Assent, and you are sane;
Demur,—you ’re straightway dangerous,
And handled with a chain. (Emily Dickinson, "Much Madness")
Since One Flew over the Cuckoo's Nest, it's been something of a cliche that the crazy people are sane and the sane crazy-- but I do think there's a truth there that, as cliche as it has become, could be better understood. Because what makes us supposedly sane is a filtering system that blocks out the real, because none of us can bear too much reality. I am quite content to live in a consensus reality in which I, for instance, don't see or hear dead people. But I have no problem believing that some people do. Whether they're sane crazy or not depends on how they handle it.
Sanity has always been in large measure measured by one's capacity to accept and work within the consensus reality of one's time and place. Wisdom among the sane is that Tom Sawyerly ability to understand how the consensus reality works, to accept it for what it is without much thinking about it, and to work it to one's advantage. Mental illness is measured by one's incapacity to work within the consensus reality. I'm not here to tell you that there is some virtue in mental illness, but simply to acknowledge that the more ordinary syndromes we call mental illness--compulsive disorders, obsessive thinking, severe levels of anxiety and depression--are a function of breakdowns in the filtering system the consensus reality establishes, the psyche's freaked-out response to the leak, and its struggle to patch it for fear of the flood that will drown it.

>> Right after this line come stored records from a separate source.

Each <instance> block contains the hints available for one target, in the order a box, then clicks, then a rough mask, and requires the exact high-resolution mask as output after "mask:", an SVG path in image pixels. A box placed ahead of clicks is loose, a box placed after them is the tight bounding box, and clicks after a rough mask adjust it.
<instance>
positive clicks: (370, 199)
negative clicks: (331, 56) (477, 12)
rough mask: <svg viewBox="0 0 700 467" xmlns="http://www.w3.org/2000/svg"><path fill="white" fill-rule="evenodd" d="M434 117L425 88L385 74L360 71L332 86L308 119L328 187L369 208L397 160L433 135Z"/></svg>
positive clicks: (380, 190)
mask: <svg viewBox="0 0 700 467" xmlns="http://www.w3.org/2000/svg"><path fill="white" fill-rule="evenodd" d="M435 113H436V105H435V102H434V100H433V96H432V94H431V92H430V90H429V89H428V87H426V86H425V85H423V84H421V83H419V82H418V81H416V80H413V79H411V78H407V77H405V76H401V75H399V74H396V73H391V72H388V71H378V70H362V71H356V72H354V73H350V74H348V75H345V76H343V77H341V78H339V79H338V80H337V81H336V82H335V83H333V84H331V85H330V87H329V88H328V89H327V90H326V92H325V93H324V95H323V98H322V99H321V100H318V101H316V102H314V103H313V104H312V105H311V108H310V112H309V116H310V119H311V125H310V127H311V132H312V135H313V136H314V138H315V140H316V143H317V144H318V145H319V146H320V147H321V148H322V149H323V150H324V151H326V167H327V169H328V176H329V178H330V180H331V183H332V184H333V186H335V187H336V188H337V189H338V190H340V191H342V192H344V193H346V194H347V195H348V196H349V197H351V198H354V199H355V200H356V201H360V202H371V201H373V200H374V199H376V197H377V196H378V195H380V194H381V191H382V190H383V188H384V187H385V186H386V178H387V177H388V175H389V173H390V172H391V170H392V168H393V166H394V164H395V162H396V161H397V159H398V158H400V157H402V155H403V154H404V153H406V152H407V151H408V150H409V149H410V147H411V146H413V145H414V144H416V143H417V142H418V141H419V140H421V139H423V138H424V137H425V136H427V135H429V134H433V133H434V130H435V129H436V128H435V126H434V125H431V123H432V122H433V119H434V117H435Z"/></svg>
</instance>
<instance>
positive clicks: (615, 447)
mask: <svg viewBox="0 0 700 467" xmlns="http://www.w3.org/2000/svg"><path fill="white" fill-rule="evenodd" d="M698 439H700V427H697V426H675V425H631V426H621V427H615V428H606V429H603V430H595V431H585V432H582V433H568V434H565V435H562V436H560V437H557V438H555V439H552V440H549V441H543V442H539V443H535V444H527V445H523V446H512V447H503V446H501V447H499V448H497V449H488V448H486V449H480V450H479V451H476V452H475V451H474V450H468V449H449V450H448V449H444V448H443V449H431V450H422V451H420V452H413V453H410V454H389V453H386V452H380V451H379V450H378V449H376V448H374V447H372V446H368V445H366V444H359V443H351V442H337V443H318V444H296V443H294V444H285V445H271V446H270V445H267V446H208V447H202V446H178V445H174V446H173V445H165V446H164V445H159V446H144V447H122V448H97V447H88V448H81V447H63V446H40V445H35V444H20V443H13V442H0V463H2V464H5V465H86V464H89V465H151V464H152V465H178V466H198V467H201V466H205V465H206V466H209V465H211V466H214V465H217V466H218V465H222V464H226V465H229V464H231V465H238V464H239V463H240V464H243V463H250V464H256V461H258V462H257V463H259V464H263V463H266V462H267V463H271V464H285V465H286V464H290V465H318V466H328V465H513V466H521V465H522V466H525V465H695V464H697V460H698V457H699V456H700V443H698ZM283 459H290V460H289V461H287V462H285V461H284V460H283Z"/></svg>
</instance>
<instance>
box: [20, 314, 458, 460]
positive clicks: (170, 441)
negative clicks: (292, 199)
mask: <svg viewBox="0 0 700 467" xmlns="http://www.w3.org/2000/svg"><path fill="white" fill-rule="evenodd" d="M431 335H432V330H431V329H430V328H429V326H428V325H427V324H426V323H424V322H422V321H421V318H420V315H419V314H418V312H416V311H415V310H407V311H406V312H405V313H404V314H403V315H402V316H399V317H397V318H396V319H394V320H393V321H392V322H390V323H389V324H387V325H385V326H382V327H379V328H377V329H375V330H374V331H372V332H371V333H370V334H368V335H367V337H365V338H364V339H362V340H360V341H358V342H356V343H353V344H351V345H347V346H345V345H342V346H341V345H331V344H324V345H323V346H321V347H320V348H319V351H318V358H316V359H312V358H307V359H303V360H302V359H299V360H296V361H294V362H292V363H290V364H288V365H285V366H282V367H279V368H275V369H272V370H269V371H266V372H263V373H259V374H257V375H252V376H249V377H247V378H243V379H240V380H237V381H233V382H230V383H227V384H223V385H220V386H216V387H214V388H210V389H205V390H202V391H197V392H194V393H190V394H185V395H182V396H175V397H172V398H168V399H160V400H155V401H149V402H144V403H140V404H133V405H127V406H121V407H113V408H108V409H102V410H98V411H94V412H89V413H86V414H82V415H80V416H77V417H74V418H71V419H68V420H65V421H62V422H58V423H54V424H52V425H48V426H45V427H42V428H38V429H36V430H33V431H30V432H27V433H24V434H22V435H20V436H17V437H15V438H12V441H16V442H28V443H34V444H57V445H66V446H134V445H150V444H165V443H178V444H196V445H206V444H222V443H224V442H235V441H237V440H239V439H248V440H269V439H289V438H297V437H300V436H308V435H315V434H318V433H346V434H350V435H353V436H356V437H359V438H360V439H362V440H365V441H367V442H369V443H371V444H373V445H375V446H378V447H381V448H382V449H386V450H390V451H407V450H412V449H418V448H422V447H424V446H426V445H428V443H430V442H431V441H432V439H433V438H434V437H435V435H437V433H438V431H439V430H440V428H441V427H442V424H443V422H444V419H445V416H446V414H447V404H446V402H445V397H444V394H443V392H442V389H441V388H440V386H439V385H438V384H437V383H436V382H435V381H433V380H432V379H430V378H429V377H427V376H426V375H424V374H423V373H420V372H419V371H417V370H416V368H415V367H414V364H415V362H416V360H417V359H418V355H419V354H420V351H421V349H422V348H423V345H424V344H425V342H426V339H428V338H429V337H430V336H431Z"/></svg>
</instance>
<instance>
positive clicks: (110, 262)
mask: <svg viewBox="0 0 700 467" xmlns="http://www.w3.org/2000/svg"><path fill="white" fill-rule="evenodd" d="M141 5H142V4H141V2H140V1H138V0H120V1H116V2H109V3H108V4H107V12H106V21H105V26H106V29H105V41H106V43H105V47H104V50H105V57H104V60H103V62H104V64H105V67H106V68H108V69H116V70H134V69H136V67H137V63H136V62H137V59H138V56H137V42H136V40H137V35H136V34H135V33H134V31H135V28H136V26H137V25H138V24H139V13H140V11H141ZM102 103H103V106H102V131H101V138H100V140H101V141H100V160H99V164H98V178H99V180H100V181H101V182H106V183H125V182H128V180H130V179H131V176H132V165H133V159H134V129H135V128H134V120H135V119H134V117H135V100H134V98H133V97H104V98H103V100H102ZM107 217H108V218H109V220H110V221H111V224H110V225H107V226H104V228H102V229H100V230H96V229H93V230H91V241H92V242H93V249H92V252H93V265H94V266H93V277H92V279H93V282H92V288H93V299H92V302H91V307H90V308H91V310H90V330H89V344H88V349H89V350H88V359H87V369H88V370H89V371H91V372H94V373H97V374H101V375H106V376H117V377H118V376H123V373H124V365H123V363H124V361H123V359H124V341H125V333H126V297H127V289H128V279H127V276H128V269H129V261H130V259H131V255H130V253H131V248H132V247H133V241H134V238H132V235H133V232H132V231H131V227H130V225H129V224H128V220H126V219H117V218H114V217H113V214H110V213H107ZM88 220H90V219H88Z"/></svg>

The "chain" in Dickinson's poem is not just the one the "sane" people constrain the "mad" with, because they are constrained by the same chain. The psyche enchains itself to the degree that it locks out what comes to it from outside the consensus reality prison. Freedom is not just defined by one's ability to navigate within the austere walls of the prison, but also to go outside those walls or to allow what is outside in. We are all of us to some degree within our own psyches both prisoner and jailer, and it's the jailer part of us that freaks out when it starts detecting unauthorized reality leaking in. Why some people have a greater or lesser capacity for freedom in this sense, to freely embrace extra-consensus reality, is a mystery beyond the scope of my ken, but it's clear that some do.

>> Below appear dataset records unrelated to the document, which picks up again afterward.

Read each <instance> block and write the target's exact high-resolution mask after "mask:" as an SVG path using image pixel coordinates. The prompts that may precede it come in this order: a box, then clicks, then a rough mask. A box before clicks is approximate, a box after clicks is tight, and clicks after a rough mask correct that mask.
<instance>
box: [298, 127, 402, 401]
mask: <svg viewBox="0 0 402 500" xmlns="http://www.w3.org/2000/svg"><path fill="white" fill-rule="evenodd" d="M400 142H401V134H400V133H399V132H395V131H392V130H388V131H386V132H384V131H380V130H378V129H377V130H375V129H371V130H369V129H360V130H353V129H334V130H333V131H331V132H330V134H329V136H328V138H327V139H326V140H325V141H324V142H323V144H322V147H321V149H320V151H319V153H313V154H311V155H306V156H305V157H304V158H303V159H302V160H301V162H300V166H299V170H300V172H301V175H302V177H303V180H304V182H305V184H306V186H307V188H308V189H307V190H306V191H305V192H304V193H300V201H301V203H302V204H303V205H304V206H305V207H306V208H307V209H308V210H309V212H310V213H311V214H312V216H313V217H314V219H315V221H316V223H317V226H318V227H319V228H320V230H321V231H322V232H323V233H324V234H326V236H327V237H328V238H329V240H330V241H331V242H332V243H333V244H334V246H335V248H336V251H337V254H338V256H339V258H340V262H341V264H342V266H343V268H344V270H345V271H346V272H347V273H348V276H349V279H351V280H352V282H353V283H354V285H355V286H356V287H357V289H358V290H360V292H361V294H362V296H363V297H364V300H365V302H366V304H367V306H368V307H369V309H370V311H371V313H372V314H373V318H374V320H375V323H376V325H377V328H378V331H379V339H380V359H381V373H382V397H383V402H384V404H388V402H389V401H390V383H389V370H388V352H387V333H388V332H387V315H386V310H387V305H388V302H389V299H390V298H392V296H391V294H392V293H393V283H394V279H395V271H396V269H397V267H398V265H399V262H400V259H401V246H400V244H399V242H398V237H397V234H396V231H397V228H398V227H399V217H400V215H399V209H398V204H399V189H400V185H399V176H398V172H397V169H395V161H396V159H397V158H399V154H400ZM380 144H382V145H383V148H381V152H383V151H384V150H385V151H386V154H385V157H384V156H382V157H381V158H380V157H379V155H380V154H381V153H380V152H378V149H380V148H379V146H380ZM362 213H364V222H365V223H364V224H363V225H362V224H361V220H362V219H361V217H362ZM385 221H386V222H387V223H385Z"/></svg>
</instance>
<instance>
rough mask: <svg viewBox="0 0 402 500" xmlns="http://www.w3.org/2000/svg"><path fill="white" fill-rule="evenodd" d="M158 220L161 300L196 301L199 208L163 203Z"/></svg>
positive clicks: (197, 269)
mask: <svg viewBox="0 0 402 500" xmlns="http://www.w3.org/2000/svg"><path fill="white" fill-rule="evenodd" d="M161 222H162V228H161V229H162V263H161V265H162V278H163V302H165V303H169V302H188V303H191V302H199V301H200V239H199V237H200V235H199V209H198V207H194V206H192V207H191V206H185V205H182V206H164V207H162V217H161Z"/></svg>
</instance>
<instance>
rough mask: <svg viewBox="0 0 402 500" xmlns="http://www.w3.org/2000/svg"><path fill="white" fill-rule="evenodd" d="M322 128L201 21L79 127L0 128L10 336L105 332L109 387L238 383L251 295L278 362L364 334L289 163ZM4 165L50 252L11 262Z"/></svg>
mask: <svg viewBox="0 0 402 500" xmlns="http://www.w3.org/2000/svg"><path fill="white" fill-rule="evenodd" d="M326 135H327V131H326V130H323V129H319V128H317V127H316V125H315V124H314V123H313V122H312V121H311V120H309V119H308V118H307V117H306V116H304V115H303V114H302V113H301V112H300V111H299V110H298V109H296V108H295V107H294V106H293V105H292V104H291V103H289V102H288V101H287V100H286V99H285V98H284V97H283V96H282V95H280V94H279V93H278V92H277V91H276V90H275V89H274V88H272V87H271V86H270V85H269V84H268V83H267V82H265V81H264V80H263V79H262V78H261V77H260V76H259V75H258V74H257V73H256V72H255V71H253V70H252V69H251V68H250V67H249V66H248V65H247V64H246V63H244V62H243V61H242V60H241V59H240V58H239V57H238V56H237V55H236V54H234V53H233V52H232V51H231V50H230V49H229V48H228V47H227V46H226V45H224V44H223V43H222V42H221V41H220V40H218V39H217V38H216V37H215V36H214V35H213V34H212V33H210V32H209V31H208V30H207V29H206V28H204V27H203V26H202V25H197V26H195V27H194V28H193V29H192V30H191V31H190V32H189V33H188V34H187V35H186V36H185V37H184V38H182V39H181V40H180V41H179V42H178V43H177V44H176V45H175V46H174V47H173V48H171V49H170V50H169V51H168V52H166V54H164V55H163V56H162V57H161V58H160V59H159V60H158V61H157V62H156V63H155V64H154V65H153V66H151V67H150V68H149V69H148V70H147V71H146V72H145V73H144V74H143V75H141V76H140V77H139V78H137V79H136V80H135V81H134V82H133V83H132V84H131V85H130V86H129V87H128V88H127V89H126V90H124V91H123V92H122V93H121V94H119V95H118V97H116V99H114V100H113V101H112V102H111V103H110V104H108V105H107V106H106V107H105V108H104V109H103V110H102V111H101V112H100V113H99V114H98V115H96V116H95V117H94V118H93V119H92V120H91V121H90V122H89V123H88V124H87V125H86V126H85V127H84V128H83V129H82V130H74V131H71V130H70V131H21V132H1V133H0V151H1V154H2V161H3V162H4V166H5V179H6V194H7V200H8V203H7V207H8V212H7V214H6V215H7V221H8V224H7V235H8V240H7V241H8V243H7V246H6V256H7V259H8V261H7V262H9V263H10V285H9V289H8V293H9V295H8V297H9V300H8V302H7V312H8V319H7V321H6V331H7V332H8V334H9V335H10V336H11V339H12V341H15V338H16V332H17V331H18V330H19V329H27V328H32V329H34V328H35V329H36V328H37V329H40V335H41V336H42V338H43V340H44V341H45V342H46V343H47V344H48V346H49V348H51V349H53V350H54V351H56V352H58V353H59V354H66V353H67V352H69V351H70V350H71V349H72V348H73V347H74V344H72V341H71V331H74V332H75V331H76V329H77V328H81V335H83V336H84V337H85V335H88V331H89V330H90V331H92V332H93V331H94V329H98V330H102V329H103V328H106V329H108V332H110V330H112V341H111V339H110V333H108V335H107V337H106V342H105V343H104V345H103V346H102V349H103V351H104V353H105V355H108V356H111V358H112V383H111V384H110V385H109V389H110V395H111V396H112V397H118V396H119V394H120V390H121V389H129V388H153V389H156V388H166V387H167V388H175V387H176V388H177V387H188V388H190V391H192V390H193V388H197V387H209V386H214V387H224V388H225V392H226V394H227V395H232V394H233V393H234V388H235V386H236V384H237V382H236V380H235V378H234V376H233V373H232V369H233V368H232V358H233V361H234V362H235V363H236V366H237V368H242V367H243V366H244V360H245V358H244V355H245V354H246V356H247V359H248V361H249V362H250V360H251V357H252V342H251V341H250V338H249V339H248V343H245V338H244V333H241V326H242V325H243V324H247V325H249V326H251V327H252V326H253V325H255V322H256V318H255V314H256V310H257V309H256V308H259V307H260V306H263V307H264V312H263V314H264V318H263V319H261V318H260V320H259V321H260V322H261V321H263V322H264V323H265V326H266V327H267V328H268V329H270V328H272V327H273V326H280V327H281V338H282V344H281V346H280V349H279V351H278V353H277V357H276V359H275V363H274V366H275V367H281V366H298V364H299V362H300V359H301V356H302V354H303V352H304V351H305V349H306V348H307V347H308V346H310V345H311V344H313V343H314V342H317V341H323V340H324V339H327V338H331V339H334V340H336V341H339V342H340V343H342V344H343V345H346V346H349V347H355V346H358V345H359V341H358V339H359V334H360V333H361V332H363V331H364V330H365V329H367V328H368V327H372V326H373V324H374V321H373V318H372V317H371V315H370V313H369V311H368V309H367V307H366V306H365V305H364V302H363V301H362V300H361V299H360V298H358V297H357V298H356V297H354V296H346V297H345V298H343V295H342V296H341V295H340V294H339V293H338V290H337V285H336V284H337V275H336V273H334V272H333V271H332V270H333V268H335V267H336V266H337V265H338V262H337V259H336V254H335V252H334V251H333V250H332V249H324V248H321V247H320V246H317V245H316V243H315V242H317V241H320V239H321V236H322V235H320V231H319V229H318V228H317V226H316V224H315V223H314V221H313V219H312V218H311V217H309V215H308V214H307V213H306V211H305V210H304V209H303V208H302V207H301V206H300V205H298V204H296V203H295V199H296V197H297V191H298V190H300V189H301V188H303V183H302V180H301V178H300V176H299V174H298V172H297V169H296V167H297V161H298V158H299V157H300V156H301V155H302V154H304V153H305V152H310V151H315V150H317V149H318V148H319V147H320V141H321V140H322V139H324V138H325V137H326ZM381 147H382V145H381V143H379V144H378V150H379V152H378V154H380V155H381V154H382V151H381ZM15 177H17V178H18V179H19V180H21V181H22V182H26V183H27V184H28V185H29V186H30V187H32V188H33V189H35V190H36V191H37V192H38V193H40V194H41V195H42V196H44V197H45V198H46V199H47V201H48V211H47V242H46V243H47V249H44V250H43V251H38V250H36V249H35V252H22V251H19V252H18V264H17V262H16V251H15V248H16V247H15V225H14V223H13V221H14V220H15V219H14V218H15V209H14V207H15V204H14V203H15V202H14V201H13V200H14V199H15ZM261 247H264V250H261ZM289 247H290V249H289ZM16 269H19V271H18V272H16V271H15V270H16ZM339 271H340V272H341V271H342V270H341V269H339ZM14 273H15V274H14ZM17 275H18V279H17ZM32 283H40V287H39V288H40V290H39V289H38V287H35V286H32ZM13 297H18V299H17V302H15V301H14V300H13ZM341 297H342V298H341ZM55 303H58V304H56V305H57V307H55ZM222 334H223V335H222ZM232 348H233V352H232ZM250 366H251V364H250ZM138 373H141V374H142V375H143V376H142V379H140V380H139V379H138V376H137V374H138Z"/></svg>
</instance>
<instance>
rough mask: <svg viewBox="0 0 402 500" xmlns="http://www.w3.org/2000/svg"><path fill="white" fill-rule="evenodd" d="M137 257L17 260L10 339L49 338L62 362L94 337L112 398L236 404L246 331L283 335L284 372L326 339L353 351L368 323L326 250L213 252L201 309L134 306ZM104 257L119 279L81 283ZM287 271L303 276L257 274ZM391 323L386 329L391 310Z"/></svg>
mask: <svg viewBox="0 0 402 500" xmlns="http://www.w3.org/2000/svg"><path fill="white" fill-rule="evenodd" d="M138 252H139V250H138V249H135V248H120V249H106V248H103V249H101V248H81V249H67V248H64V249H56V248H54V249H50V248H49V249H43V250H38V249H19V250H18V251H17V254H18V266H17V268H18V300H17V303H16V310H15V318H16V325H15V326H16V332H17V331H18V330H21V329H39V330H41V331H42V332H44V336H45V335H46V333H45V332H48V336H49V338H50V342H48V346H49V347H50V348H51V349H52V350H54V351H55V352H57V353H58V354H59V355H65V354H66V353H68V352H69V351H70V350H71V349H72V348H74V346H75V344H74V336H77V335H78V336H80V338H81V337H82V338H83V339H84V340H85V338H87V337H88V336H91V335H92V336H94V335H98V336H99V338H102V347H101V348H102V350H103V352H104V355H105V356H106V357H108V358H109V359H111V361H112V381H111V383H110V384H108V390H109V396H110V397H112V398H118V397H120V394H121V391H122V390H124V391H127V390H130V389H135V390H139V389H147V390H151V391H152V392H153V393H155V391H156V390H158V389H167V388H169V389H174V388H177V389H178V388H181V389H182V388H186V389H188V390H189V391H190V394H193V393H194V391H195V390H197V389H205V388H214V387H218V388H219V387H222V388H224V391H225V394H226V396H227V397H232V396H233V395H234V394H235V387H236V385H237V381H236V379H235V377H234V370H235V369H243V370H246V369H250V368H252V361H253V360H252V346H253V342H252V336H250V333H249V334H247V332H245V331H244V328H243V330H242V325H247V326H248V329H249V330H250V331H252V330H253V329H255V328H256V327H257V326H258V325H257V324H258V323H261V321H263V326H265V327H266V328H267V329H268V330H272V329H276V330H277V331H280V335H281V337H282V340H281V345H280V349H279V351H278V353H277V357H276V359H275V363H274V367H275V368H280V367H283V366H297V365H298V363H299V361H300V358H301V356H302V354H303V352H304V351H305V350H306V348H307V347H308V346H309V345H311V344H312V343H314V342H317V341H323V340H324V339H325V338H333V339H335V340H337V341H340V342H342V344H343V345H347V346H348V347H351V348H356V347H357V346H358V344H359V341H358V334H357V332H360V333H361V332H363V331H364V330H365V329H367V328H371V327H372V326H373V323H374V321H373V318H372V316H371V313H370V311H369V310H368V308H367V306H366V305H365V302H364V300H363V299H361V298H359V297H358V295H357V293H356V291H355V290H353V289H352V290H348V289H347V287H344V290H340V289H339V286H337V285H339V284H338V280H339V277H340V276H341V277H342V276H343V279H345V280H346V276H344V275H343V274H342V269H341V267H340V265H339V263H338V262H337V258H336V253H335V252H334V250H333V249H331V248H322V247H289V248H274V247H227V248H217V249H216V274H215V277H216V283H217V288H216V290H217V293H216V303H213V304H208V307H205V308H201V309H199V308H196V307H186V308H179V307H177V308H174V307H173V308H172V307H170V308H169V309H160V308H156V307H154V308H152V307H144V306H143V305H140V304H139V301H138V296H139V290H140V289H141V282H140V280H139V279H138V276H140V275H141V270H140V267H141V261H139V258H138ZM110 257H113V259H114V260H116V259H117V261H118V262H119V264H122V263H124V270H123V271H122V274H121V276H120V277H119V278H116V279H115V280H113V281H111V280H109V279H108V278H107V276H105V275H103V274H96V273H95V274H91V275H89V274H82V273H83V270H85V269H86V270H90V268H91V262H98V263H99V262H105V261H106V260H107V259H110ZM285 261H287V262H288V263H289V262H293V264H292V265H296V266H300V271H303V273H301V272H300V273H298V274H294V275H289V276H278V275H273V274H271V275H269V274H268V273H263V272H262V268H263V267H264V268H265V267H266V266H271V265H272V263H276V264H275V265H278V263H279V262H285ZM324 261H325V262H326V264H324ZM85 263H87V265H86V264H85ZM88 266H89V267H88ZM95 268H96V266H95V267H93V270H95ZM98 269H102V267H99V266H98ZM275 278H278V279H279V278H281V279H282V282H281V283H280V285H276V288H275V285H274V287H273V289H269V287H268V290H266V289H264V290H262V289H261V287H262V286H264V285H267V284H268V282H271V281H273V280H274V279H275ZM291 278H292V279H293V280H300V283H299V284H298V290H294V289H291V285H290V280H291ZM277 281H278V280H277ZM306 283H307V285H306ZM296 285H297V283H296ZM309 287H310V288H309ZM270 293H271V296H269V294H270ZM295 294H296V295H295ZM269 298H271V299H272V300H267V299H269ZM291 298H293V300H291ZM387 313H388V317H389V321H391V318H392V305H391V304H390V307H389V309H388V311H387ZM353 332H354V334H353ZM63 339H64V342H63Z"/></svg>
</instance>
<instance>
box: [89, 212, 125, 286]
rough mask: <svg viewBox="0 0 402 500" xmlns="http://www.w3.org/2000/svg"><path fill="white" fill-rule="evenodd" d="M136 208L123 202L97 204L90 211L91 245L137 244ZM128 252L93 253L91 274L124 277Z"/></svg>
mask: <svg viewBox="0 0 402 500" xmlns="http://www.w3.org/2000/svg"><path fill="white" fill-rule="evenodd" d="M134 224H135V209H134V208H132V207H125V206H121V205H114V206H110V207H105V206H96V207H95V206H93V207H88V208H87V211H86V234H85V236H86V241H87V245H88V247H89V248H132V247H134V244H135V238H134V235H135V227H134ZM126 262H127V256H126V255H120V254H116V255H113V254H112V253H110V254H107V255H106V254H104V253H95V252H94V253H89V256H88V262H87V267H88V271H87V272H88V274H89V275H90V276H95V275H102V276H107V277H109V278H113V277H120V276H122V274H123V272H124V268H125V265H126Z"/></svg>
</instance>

So the point here is that one's degree of sanity has less to do with the one's relationship to the consensus reality and more to do with, first, one's capacity for freedom, and, second, the scope of reality outside the consensus reality one is capable of taking in without losing that freedom. We're living in a time when the consensus reality is pretty rickety. It always is during a times of major cultural transition, and when it is, too much reality leaks in, and we all have a hard time dealing with it. But the difference between the sane and the mad is not determined by one's capability to patch the leaks, but by the capability to adapt and to work with what is leaking in.

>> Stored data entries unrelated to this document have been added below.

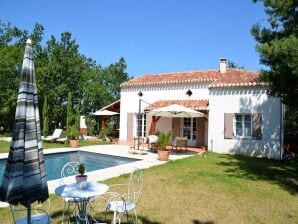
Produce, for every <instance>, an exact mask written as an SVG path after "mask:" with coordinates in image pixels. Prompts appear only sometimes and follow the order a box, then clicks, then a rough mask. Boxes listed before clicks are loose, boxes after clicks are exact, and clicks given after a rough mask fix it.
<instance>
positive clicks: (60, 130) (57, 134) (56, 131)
mask: <svg viewBox="0 0 298 224" xmlns="http://www.w3.org/2000/svg"><path fill="white" fill-rule="evenodd" d="M62 131H63V130H62V129H60V128H56V129H55V130H54V132H53V135H52V137H54V138H60V136H61V134H62Z"/></svg>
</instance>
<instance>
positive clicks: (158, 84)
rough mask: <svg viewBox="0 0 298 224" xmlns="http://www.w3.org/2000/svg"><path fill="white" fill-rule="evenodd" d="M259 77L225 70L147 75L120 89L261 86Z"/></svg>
mask: <svg viewBox="0 0 298 224" xmlns="http://www.w3.org/2000/svg"><path fill="white" fill-rule="evenodd" d="M259 78H260V75H259V73H258V72H255V71H248V70H243V69H227V71H226V73H224V74H221V73H219V71H218V70H215V69H214V70H203V71H190V72H176V73H162V74H147V75H143V76H140V77H137V78H135V79H132V80H129V81H127V82H124V83H122V84H121V87H138V86H152V85H168V84H182V83H206V82H209V83H210V85H209V87H210V88H216V87H229V86H262V85H265V83H263V82H261V81H260V79H259Z"/></svg>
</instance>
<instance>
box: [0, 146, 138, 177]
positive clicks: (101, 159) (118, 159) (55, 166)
mask: <svg viewBox="0 0 298 224" xmlns="http://www.w3.org/2000/svg"><path fill="white" fill-rule="evenodd" d="M44 157H45V169H46V172H47V178H48V180H55V179H59V178H60V171H61V169H62V167H63V166H64V164H65V163H67V162H70V161H73V162H75V161H78V162H81V163H84V164H85V167H86V172H90V171H94V170H100V169H105V168H108V167H113V166H118V165H121V164H125V163H131V162H135V161H138V159H131V158H125V157H120V156H110V155H105V154H99V153H92V152H85V151H76V152H63V153H53V154H44ZM5 165H6V159H1V160H0V179H1V180H2V176H3V173H4V169H5Z"/></svg>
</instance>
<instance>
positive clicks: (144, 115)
mask: <svg viewBox="0 0 298 224" xmlns="http://www.w3.org/2000/svg"><path fill="white" fill-rule="evenodd" d="M140 117H141V119H140V120H141V135H140V137H141V138H144V137H146V128H147V127H146V125H147V123H146V122H147V116H146V113H140ZM139 129H140V128H139V114H138V113H137V114H136V136H139Z"/></svg>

And the obvious point here is that this drama that plays out in each of our psyches also plays out in the nation's collective psyche. What are Mexicans from the south and Islamic terrorists falling from the skies really about? What is the security state really about? What is this need to obliterate our enemies really about? I'm not saying there are no problems, but rather that we have the choice to deal with them with the mindset of the free or the mindset of the prisoner. Can't we see that the more we tighten security, the heavier the chains and the thicker the wall we're building around our own self-constructed prison?